MUMBAI : After getting its gills to breathe in troubled waters through a new chief and a new management, Yes Bank claims it has caught an investor, hook, line and sinker, to pour money into it.

A global investor has given a binding offer to infuse $1.2 billion through a fresh equity issuance, the bank said in a statement to the stock exchanges.

Graphic by Santosh Kumar Sharma/Mint
Graphic by Santosh Kumar Sharma/Mint

But getting an investor to sign the cheque was perhaps the easier job. Yes Bank is now up for the task to convince a miffed regulator to waive off a provision in shareholding norms. Reserve Bank of India (RBI) rules do not allow a single investor to hold more than 10% stake in an Indian bank. As such, there is still a big if over the reported fund infusion, and investors would do well to tread with caution.

The stock has fired up, rising nearly 24% on the news. To be sure, even before today's gains, the stock had risen more than 80% since early October, on hopes of fresh capital.

The significance of the reported capital infusion is its size. Before the news was made public, Yes Bank had a market capitalisation of a little over $2 billion, with the shares trading at Rs56.8 a piece. The $1.2 billion binding offer, in that backdrop, amounts to a massive infusion.

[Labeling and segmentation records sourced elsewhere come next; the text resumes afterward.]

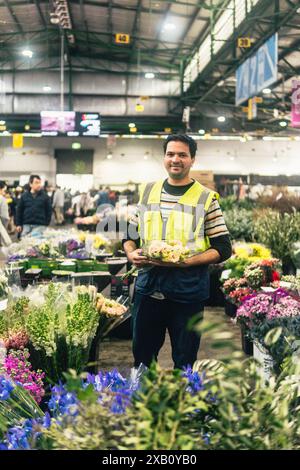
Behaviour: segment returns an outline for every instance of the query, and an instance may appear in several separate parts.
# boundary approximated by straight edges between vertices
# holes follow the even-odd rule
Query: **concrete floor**
[[[213,347],[212,333],[203,334],[198,359],[222,359],[225,356],[230,356],[234,351],[241,351],[240,328],[224,314],[223,308],[206,307],[204,320],[216,323],[216,332],[231,333],[232,337],[224,339],[225,344],[228,343],[228,347],[224,347],[224,345],[216,349]],[[99,369],[110,370],[116,367],[126,374],[132,367],[132,361],[131,340],[111,338],[102,342],[99,351]],[[162,368],[168,369],[173,367],[168,335],[160,351],[158,362]]]

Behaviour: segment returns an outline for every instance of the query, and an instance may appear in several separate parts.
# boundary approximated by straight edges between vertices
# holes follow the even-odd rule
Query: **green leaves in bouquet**
[[[275,258],[289,262],[293,243],[300,239],[300,213],[257,212],[254,232],[257,240],[268,246]]]

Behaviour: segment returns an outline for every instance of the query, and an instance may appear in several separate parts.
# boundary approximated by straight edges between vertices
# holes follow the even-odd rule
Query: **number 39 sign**
[[[130,35],[124,33],[117,33],[115,35],[115,41],[117,44],[129,44],[130,43]]]

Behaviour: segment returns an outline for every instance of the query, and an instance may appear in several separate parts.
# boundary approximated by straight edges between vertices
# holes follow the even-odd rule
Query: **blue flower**
[[[78,399],[75,393],[68,392],[60,383],[51,389],[51,398],[48,408],[53,416],[70,415],[76,416],[78,413]]]
[[[5,377],[0,377],[0,400],[8,400],[14,389],[13,383]]]
[[[187,391],[190,392],[192,395],[195,395],[198,392],[204,390],[203,379],[204,373],[199,374],[199,372],[193,372],[193,369],[188,366],[184,369],[183,377],[187,378],[188,380],[188,387]]]
[[[33,421],[27,419],[19,426],[11,427],[6,433],[6,443],[9,450],[29,450],[29,439],[32,438]]]

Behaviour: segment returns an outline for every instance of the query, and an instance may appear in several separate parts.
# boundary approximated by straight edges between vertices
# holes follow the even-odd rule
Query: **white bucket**
[[[258,373],[265,382],[273,376],[274,360],[266,348],[257,341],[253,344],[253,357],[259,362]]]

If everything goes according to plan, the funds would help fill the gaping hole that toxic loans have made in its balance sheet. And even after provisioning for a fast decaying loan book, the bank could be left with something to invest in growth.

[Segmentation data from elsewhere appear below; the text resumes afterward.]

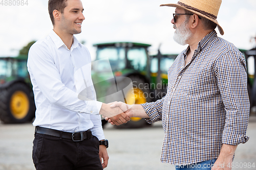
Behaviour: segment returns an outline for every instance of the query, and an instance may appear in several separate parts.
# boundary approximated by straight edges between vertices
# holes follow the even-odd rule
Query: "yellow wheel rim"
[[[127,104],[140,104],[146,102],[145,94],[142,90],[138,88],[134,88],[133,91],[134,93],[133,93],[132,90],[131,90],[126,95],[125,99]],[[134,102],[135,102],[135,103],[134,103]],[[140,119],[141,119],[141,118],[140,117],[131,117],[131,120],[133,122],[138,122]]]
[[[29,98],[23,91],[15,91],[11,97],[10,106],[13,116],[18,119],[23,119],[28,114],[29,110]]]

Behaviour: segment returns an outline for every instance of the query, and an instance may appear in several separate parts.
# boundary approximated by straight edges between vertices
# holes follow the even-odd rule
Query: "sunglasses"
[[[176,19],[178,18],[178,16],[180,15],[193,15],[194,14],[173,14],[174,15],[174,23],[176,22]]]

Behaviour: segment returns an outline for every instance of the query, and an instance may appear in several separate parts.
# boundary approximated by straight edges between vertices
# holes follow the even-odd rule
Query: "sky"
[[[53,29],[48,1],[27,1],[27,5],[0,5],[0,56],[17,55],[29,42],[44,38]],[[175,30],[170,21],[175,8],[159,7],[178,0],[81,1],[86,19],[82,33],[75,36],[86,41],[93,60],[96,54],[93,44],[98,43],[147,43],[152,45],[148,49],[151,54],[160,44],[162,54],[179,54],[187,46],[173,40]],[[217,20],[225,32],[222,36],[217,29],[220,37],[239,48],[249,50],[256,45],[251,41],[256,36],[256,0],[223,0]]]

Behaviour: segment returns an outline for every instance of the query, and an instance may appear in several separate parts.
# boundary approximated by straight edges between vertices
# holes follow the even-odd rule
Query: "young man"
[[[108,142],[99,112],[111,117],[122,111],[96,101],[90,53],[73,36],[84,19],[81,2],[49,0],[48,8],[53,30],[32,45],[28,60],[36,106],[33,162],[40,170],[102,169]],[[80,100],[84,89],[87,99]],[[122,115],[117,124],[129,120]]]
[[[176,169],[230,169],[235,150],[246,136],[250,104],[245,59],[218,37],[221,0],[180,0],[172,23],[174,39],[189,46],[168,70],[165,96],[155,102],[120,107],[129,117],[162,120],[162,162]],[[111,119],[109,120],[111,121]],[[113,123],[112,123],[112,124]],[[212,167],[212,168],[211,168]]]

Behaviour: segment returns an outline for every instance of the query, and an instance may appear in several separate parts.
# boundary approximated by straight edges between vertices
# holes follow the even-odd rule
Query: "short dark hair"
[[[68,0],[49,0],[48,11],[53,25],[54,25],[54,17],[52,13],[53,11],[56,10],[63,14],[64,8],[67,7],[66,2]]]
[[[188,11],[187,10],[185,10],[185,14],[194,14],[194,13]],[[188,21],[188,19],[189,18],[189,17],[190,15],[187,15],[187,18],[186,18],[186,21],[187,22]],[[199,19],[202,19],[202,22],[203,23],[203,25],[204,27],[204,29],[205,30],[214,30],[217,27],[217,25],[215,23],[214,23],[213,21],[211,21],[209,19],[208,19],[205,17],[202,17],[202,16],[199,16],[198,15]]]

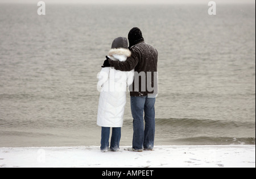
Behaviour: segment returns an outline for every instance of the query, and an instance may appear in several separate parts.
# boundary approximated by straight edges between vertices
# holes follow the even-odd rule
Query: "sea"
[[[134,27],[159,53],[155,145],[255,144],[255,4],[39,7],[0,4],[0,147],[100,145],[97,74]]]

But coming back to the RBI hurdle, an infusion of this order means a large stake, way above what current norms allow.

An issue price of 100, for instance, would mean the global investor ends up with a 25% stake in the expanded equity. A stake of over 26% will involve other complications such as making an open offer to minority shareholders.

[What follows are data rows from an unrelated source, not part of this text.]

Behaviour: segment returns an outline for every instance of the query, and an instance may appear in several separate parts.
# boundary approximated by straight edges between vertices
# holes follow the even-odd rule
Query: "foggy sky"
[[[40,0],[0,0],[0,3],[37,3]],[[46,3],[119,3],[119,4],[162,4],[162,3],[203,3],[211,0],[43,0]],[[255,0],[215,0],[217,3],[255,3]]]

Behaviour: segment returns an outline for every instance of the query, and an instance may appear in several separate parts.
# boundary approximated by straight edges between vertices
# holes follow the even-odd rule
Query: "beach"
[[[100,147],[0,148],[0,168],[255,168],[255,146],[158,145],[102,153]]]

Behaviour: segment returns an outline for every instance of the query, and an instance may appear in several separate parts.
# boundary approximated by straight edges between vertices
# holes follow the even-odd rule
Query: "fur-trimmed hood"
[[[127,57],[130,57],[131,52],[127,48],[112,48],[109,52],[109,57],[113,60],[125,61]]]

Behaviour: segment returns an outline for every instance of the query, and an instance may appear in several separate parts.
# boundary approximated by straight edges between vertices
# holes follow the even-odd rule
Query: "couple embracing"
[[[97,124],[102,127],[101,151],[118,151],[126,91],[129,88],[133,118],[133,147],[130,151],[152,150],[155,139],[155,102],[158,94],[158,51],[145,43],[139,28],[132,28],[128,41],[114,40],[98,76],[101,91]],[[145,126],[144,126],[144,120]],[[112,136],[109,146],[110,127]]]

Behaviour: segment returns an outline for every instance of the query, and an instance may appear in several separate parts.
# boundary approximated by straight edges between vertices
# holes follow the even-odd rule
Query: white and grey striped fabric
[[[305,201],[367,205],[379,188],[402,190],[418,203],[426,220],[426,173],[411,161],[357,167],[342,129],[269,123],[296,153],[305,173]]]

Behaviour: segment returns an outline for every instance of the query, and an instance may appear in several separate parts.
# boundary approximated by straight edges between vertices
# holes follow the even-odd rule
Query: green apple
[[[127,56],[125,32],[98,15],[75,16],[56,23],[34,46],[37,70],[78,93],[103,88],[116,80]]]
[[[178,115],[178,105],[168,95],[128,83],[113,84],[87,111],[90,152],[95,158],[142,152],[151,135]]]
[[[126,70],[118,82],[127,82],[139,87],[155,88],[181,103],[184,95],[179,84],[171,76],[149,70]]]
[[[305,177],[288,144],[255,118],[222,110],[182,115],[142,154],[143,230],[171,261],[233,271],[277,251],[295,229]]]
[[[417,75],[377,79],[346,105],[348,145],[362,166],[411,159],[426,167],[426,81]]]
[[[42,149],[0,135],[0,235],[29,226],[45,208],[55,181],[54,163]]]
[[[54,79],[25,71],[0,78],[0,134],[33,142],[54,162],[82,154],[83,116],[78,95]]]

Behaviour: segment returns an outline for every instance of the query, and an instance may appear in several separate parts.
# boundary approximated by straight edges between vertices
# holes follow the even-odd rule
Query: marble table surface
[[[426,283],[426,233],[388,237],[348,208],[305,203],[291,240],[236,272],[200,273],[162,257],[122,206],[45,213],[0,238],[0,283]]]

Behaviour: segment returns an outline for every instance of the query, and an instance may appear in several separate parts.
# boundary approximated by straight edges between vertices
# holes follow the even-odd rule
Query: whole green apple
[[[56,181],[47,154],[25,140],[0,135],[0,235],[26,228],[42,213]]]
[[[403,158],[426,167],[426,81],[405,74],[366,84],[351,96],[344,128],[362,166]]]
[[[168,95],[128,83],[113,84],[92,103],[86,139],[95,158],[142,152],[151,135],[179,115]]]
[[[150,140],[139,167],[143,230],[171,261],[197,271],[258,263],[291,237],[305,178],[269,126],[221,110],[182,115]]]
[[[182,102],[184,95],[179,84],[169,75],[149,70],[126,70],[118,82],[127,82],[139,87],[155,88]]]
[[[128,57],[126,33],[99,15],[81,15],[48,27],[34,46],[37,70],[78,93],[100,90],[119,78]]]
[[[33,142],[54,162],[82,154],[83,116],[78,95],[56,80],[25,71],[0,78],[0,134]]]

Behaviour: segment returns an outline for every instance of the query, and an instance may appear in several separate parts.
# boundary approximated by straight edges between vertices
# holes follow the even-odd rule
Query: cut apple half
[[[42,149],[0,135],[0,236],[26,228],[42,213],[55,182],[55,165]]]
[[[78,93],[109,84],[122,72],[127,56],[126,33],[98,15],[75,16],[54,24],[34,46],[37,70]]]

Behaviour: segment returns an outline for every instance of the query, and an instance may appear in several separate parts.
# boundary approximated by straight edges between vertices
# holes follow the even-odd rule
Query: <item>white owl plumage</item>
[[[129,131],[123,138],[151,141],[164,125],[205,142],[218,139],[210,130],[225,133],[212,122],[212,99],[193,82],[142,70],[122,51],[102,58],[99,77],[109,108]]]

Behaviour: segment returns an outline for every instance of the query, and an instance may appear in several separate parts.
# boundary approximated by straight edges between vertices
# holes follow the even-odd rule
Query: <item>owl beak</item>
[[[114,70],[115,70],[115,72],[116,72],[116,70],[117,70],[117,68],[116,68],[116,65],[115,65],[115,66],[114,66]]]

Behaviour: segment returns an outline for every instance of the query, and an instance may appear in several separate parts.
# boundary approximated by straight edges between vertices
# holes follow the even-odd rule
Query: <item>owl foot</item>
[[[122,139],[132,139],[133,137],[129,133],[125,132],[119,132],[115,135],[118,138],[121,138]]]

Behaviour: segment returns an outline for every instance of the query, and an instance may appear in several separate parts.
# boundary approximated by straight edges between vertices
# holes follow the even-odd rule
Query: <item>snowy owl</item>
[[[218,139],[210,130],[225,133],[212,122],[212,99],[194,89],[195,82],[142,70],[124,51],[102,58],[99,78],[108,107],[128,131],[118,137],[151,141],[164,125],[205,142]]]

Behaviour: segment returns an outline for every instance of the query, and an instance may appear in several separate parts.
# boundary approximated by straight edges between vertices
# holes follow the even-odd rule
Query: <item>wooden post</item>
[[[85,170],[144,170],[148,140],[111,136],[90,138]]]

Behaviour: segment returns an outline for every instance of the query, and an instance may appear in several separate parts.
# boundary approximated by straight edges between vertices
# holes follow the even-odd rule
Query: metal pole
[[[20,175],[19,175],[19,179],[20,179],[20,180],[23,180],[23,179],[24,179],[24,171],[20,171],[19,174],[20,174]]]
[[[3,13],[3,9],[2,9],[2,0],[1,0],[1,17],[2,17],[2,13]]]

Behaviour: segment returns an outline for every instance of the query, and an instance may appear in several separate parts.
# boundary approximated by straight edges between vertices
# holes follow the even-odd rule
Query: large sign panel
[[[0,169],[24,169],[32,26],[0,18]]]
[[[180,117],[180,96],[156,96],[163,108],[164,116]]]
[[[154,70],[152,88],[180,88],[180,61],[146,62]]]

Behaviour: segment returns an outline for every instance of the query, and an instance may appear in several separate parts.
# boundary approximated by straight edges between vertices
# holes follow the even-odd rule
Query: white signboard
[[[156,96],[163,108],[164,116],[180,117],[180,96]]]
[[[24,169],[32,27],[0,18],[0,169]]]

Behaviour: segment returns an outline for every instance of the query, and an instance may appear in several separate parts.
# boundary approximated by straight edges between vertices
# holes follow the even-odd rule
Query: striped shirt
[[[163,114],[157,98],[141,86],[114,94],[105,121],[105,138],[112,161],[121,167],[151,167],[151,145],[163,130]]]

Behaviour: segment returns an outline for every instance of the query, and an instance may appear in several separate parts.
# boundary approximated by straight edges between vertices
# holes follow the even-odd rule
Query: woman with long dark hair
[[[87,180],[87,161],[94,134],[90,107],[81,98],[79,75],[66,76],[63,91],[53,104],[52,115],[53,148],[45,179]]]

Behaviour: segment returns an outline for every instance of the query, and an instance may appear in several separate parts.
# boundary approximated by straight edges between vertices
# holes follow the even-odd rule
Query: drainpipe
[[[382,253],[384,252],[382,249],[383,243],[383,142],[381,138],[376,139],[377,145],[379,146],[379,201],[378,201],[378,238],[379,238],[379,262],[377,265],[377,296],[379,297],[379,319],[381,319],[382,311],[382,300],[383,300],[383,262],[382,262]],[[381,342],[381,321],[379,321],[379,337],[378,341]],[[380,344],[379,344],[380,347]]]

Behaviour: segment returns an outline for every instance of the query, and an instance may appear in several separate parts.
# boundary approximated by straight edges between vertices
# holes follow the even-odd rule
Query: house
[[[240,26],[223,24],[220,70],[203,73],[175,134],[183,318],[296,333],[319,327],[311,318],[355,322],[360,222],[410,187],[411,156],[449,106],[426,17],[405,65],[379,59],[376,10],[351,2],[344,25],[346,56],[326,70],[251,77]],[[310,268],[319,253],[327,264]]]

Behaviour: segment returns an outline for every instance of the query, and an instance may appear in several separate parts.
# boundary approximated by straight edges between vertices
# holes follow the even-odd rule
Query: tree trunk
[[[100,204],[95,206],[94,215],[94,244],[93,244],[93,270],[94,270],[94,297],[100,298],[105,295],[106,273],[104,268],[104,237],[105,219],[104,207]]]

But the regulator always keeps things interesting by adding a line that it is willing to negotiate “under special circumstances".

Yes Bank is betting that its circumstances of a tattered balance sheet are special for the regulator to consider giving the leeway.

Indeed, RBI may not be off the mark because the regulator has a precedent in this case. Fairfax Financial Holdings Ltd had bought a majority stake in troubled Catholic Syrian Bank in early 2018, and the RBI had allowed the deal as an exception.

Yes Bank is far bigger in size and interconnectedness, and investors are betting that the regulator will see merit in a relaxation in its case. But as the saying goes, there is many a slip between the cup and the lip. Investors should wait for details on the identity of the investor, the per share valuation of the deal and RBI’s stance before rejoicing.